StreamHorizon FAQ

ETL Grid integrated with & cohabiting on Compute Grid

StreamHorizon architecture is compliant with Compute Grid architectures on all (conventional and Big Data (Hadoop)) deployments. Your existing Compute grid nodes can host both, your Compute Grid calculation engines as well as StreamHorizon instances. This allows you to reuse existing grid to host/run your ETL & Compute Grid on the same hardware, thereby achieving minimal movement of data across the network and massive reduction of hardware costs.

For more information please refer to Deployment Topologies chapter in StreamHorizon guides and presentations available at Resources & Downloads page

ETL Grid (ETL Farm)

ETL Grid is StreamHorizon's response to concept of long present Computing Grids (CPU Grids) in world of massively parallel, calculation intensive computing. StreamHorizon ETL Grid deployment architecture enables you to deliver your own ETL Grid by simply running StreamHorizon engine across all flavours of filesystems (Hadoop & non-Hadoop), Operating Systems, Clouds & Virtual deployments...

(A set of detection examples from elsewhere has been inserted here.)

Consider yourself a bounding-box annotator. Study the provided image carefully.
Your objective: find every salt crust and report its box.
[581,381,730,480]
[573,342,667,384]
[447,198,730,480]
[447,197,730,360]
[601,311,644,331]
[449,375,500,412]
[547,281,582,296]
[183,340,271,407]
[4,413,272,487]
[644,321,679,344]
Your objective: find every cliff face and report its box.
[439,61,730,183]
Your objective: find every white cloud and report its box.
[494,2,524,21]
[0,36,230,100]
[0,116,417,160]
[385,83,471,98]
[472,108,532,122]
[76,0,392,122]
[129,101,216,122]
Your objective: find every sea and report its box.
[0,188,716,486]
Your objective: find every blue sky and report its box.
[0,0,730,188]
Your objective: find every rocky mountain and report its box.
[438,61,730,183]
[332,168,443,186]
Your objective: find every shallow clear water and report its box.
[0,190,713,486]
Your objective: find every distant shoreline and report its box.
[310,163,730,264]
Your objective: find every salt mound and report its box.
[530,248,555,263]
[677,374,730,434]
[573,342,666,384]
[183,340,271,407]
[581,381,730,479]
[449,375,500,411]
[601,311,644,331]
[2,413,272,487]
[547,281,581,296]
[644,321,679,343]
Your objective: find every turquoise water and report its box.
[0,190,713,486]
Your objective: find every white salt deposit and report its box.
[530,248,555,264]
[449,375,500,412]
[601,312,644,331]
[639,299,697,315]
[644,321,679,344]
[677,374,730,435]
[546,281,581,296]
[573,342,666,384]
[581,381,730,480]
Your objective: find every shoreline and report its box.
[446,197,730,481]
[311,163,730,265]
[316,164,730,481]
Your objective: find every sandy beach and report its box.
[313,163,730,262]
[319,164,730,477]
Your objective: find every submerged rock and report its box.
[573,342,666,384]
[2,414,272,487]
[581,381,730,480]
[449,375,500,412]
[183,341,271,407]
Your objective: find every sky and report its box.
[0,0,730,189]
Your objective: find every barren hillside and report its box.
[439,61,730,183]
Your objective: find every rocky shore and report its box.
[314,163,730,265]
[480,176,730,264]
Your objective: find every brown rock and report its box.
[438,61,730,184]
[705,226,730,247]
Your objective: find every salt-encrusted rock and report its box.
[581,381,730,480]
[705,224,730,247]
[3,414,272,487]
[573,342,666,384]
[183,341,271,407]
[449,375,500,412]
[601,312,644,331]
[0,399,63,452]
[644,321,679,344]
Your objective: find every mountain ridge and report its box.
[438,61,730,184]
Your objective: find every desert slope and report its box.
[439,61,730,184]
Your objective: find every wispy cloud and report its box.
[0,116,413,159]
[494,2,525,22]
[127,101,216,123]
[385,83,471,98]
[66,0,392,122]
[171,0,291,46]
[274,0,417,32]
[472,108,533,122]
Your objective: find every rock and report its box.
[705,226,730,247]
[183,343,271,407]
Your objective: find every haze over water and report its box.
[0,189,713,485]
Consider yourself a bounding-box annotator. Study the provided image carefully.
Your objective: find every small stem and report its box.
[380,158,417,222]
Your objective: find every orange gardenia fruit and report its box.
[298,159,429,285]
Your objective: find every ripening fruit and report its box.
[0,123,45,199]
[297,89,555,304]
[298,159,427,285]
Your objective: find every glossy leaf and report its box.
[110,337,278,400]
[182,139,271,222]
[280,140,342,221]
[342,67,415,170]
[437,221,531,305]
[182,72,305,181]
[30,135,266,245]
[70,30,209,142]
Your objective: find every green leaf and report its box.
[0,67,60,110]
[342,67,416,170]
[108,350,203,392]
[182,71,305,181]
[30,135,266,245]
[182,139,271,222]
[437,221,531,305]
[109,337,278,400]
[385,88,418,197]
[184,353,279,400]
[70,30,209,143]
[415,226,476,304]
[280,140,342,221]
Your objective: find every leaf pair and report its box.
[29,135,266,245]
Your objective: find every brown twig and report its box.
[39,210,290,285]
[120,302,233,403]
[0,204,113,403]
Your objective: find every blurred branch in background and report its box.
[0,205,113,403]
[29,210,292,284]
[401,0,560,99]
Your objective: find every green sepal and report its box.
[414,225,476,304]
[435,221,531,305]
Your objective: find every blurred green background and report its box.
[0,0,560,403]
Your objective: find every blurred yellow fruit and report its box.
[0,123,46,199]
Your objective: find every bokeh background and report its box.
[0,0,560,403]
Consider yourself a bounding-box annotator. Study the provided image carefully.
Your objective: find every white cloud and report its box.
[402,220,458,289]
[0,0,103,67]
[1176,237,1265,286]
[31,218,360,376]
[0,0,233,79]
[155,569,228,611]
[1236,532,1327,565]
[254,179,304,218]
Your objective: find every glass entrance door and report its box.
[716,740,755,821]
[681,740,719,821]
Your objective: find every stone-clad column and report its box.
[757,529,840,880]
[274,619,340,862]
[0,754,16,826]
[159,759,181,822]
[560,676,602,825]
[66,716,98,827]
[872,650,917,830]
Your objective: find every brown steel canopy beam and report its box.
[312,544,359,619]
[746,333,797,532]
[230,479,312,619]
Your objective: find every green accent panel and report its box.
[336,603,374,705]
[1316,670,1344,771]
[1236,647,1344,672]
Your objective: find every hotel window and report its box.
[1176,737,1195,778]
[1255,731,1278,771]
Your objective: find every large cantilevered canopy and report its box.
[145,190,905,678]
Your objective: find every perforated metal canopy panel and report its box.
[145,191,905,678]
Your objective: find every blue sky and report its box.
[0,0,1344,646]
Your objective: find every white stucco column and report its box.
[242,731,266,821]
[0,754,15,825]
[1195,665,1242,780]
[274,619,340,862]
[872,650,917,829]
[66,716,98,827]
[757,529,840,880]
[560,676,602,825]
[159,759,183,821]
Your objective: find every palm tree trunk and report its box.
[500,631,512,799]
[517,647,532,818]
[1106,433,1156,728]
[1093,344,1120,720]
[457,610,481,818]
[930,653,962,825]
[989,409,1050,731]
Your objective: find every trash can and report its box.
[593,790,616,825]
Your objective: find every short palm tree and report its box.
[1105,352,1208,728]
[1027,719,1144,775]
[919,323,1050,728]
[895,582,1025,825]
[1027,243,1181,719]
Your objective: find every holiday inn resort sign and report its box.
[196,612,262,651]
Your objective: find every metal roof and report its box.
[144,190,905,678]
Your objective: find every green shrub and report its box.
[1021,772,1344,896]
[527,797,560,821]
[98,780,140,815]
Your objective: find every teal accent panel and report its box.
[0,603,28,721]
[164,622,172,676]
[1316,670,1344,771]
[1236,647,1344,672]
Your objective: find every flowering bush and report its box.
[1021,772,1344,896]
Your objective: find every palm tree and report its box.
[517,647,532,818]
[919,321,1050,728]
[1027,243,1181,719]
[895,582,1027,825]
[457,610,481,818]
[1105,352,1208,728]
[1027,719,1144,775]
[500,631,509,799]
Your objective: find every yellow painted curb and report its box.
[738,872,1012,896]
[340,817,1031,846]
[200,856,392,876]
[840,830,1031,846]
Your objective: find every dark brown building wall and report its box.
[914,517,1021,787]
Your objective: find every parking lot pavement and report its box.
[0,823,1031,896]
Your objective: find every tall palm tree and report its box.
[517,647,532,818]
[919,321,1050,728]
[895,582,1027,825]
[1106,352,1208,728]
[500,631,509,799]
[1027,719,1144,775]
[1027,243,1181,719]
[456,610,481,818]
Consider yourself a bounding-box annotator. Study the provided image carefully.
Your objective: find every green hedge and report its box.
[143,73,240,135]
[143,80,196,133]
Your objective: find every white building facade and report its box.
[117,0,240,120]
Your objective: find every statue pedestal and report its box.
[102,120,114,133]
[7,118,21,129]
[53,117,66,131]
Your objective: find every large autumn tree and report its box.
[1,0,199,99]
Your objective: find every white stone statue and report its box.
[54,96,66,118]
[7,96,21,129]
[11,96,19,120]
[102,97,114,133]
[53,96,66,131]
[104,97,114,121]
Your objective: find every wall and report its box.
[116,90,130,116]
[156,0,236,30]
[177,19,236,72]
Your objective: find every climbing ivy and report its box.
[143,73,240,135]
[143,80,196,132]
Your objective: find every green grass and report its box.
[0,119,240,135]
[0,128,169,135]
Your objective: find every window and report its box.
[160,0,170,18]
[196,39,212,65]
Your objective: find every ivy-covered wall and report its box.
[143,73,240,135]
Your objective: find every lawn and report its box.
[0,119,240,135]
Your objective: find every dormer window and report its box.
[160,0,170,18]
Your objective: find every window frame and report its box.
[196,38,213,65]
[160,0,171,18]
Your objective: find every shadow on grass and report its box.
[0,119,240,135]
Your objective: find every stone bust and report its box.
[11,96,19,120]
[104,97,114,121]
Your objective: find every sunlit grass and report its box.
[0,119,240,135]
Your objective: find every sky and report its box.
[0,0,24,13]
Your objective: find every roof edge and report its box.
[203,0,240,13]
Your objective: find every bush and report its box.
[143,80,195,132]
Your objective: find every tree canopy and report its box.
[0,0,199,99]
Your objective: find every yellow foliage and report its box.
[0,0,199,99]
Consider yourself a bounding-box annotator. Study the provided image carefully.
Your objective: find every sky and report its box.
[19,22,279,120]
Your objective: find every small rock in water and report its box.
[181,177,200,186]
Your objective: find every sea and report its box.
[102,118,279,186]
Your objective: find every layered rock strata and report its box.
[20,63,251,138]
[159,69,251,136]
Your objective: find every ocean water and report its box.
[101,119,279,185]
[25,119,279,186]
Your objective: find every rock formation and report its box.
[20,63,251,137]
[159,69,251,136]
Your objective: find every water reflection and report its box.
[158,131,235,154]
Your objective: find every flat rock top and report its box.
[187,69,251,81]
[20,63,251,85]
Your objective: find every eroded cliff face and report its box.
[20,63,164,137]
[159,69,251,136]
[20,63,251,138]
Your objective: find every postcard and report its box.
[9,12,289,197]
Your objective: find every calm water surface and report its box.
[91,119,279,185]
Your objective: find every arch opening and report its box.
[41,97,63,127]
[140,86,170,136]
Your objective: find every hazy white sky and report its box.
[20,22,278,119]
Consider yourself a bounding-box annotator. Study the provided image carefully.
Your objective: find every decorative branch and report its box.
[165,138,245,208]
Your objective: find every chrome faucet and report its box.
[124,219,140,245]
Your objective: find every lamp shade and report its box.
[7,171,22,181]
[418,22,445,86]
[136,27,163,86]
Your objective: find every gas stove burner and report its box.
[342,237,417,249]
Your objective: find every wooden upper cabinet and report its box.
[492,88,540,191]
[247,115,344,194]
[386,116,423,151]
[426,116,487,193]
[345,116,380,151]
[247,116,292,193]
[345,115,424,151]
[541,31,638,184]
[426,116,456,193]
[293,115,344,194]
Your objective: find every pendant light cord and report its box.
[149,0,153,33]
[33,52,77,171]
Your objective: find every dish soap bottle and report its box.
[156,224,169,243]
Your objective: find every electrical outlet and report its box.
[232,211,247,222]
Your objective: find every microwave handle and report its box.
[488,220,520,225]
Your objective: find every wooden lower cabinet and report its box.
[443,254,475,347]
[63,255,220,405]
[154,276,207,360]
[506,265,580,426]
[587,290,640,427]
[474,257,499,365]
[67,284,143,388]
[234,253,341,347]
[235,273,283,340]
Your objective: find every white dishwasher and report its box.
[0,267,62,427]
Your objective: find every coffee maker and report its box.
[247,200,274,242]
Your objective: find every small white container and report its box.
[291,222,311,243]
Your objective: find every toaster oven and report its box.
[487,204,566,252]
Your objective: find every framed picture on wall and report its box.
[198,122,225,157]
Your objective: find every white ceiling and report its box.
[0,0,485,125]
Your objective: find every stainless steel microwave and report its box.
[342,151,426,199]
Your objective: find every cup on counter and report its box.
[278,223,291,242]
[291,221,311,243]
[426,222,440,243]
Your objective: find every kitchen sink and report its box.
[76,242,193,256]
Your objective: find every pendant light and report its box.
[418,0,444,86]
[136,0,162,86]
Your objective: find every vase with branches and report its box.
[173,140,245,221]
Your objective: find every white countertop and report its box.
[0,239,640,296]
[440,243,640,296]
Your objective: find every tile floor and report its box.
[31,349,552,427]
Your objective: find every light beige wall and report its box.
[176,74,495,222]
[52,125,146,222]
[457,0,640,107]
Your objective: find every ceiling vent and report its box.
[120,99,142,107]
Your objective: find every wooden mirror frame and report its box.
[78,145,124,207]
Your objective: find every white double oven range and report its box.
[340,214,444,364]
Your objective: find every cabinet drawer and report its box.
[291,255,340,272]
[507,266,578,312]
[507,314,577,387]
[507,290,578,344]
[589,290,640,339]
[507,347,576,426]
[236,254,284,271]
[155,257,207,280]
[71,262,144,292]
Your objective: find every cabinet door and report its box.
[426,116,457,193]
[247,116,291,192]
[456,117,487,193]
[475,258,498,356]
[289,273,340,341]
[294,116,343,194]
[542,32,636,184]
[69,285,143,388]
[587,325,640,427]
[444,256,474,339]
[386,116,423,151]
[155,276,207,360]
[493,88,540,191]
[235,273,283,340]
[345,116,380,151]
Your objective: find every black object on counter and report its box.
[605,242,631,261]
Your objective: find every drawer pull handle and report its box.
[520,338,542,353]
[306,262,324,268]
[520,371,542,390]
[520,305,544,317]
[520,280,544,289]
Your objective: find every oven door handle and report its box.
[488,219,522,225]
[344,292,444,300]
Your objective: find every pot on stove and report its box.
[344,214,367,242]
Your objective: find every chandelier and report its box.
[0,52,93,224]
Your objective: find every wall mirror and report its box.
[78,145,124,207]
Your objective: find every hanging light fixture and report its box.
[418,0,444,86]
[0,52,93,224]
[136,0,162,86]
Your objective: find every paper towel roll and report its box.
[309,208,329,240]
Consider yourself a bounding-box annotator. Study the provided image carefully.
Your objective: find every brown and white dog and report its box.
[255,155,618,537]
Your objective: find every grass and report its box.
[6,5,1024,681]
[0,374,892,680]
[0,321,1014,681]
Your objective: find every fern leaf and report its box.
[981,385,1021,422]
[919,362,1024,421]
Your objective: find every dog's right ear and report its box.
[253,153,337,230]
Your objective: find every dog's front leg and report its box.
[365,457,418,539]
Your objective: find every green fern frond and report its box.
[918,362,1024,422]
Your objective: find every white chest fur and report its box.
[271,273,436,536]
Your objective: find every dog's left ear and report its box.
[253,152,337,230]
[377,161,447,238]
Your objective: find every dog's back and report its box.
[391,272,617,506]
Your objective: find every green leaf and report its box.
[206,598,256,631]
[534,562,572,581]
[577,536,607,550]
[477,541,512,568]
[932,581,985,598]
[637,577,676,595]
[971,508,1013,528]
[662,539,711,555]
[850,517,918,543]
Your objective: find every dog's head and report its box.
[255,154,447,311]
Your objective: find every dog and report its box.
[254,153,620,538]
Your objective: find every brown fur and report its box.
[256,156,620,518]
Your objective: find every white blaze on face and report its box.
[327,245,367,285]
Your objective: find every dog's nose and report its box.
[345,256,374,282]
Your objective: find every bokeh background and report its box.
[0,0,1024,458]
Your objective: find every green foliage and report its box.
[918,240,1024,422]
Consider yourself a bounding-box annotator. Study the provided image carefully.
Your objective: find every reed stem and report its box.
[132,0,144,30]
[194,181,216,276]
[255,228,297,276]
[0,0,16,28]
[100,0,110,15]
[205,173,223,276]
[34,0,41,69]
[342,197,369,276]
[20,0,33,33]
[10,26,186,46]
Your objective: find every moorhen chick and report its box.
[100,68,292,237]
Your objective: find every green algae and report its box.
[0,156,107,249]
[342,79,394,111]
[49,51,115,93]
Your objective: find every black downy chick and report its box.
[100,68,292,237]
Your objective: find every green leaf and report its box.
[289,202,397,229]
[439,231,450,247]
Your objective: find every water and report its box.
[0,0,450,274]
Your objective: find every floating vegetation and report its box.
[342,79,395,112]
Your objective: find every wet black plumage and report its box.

For more information please refer to Deployment Strategies chapter in StreamHorizon guides and presentations available at Resources & Downloads page

Java backed dimensions (custom ETL dimensional processing)

StreamHorizon offers ability to end user to define & create dimensional logic fully implemented in Java. This way it is possible to use full power of Java language to perform:

  1. Pre-caching of dimensional data
  2. Key lookups during processing
  3. Direct Cache manipulation (manipulation of Infinispan/Hazelcast or any other configured In-Memory Data Grid)
This feature effectively enables your StreamHorizon deployment to interact with any data source which can be accessed via Java.

Infinite Dimensional collections - Hadoop & Non-Hadoop platforms

StreamHorizon supports Hadoop (HBase) and non-Hadoop (Redis, memcached, Coherence) key value stores which enable StreamHorizon users to manipulate infinitely large key-value collections (so called dimensional caches) for extremely high cardinality lookups/dimensions. This feature comes in addition to already supported In Memory Data Grid solutions like Infinispan & Hazelcast.

Apache Thrift Connectivity

StreamHorizon delivers Thrift connector in an effort to deliver scalable cross-language services development connectivity. This is another step in making StreamHorizon more extensible and ensuring it can fit in almost any deployment.

Thrift enables StreamHorizon to be seamlessly integrated with Java, C#, C++, Python, PHP, Perl, Haskell, Smalltalk, JavaScript, OCamel, Delphi, Node.js and other languages.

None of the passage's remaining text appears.